I recently discovered Tea Eggs around Easter when I was trying to find natural alternatives to dying eggs.
I immediately fell in love with them!
Tea eggs are a traditional snack in China. You might also hear them referred to as Marbled Tea Eggs, Chinese Tea Eggs, or Tea Leaf Eggs.
Hard-boiled eggs steeped in black tea with spices like star anise, cinnamon, ginger, and cloves.
I’ve never had anything like them before. They’re quite a different flavor that words cannot describe.
There’s the spiciness of the Chai tea and then you have the mellow flavor of a hard- boiled egg.
They’re quite delicious!
You’re just going to have to make them yourself to see what I’m talking about.
And the mosaic pattern over the white of the egg makes them almost too beautiful to eat.
Now I didn’t have all the usual spices on hand when I made these so that’s why I used Chai tea.
Chai tea is made with black tea, ginger, cinnamon, cardamom, cloves, star anise, and black pepper.
Many of the same ingredients used to make traditional Chinese tea eggs all combined. Making it easier for you (and me) to enjoy these Chai Tea Eggs.
It might be a little late to make these for Easter, but you can enjoy them anytime.
Eat them alone with a sprinkle of sea salt or add them to a salad.
You’ll soon discover why they’re so popular in China!

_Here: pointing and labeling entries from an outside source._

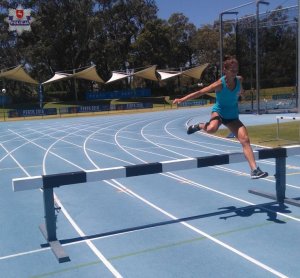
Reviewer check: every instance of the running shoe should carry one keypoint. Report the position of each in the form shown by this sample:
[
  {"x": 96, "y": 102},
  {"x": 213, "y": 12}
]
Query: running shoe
[
  {"x": 193, "y": 128},
  {"x": 257, "y": 174}
]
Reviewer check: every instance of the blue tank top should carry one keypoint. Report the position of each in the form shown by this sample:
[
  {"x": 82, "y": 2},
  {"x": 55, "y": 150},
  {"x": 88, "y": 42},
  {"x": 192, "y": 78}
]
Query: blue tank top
[{"x": 227, "y": 101}]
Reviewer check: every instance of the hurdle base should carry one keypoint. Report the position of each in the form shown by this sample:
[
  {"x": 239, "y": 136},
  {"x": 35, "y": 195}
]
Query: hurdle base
[
  {"x": 290, "y": 201},
  {"x": 55, "y": 246}
]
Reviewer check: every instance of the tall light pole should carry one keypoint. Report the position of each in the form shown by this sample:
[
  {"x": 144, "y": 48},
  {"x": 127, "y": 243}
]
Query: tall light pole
[
  {"x": 3, "y": 94},
  {"x": 229, "y": 11},
  {"x": 221, "y": 37},
  {"x": 298, "y": 81},
  {"x": 258, "y": 2}
]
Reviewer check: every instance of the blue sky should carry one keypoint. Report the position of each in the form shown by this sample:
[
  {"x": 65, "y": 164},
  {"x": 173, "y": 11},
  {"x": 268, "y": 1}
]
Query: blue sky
[{"x": 201, "y": 12}]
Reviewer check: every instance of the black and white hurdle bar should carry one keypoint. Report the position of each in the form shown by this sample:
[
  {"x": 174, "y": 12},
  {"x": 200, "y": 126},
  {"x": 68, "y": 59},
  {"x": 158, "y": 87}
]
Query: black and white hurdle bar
[
  {"x": 285, "y": 118},
  {"x": 48, "y": 182}
]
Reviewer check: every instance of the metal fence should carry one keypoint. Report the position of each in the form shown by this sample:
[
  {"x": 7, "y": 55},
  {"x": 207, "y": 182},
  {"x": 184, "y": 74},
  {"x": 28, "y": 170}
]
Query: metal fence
[{"x": 278, "y": 68}]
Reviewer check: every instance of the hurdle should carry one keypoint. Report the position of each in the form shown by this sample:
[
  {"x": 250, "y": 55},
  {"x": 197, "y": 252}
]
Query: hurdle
[
  {"x": 47, "y": 183},
  {"x": 285, "y": 118}
]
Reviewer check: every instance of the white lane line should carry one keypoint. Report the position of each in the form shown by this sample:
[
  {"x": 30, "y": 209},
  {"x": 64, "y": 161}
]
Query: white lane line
[
  {"x": 245, "y": 256},
  {"x": 198, "y": 231},
  {"x": 96, "y": 251},
  {"x": 74, "y": 224},
  {"x": 70, "y": 219}
]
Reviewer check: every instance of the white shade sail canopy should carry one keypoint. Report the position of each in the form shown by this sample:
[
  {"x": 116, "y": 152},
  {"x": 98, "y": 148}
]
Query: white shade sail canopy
[
  {"x": 117, "y": 76},
  {"x": 58, "y": 77},
  {"x": 195, "y": 72},
  {"x": 18, "y": 74},
  {"x": 87, "y": 74},
  {"x": 166, "y": 75},
  {"x": 148, "y": 73}
]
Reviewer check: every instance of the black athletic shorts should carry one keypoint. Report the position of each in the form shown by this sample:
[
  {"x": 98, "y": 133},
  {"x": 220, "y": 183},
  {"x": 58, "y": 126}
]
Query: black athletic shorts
[{"x": 227, "y": 121}]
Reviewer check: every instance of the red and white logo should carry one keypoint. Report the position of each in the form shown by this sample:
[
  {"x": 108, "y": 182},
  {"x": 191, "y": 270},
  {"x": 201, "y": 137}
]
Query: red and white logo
[
  {"x": 19, "y": 13},
  {"x": 19, "y": 19}
]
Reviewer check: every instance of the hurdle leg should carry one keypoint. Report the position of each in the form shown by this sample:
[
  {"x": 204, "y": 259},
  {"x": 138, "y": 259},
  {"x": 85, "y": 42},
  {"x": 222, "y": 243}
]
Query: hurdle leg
[
  {"x": 280, "y": 177},
  {"x": 280, "y": 183},
  {"x": 48, "y": 229}
]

As always, if you do make these Chai Tea Eggs, leave me a comment below, or share it with me by tagging your Instagram with #sweetandspicymonkey, so I can see all the goodness you create in your kitchen. Happy Eating!
Hard-boiled eggs steeped in a mixture of Chai tea, cinnamon, and cloves is a taste like none other, making these Chai Tea Eggs quite addictive! And the mosaic design over the white of the egg makes them almost too pretty to eat! You’ll soon discover why tea eggs are so popular in China!
- 4 cups water
- 2 Chai Tea bags
- 2 cinnamon sticks
- 10 whole cloves
- 3 Tablespoons reduced sodium soy sauce
- 5 eggs
- Add eggs into a medium sauce pan and just enough water to cover the tops of the eggs.
- Place over medium heat and bring to a boil.
- Once water starts to boil, turn heat down to low and cook for 10 minutes.
- After 10 minutes, remove pan from heat and let cool for about 15 minutes.
- Drain hot water from pan and run cool tap water over eggs.
- Remove eggs from pan. Be careful as they might still be a little hot to the touch. If eggs are still warm, let them sit on the counter until you can handle them safely.
- Using the back of a spoon, gently tap the egg shell all over. The goal is to break the outer shell without tearing the inner membrane of the egg shell. This is how we get the beautiful mosaic design on the egg after steeping in tea.
- Fill a medium sauce pan with 4 cups of water, chai tea bags, cinnamon sticks, cloves, and soy sauce.
- Stir together.
- Gently place in eggs, one at a time.
- Place cover over sauce pan and simmer over low heat for 1 hour. After 1 hour, turn off heat, leave cover on, and let sit for at least 4 hours.
- After 4 hours, remove eggs from tea mixture.
- You can also add Chai tea mixture with eggs into an airtight container and let sit overnight in refrigerator.
- When ready to eat, peel off egg shell and enjoy as is or sprinkle lightly with salt.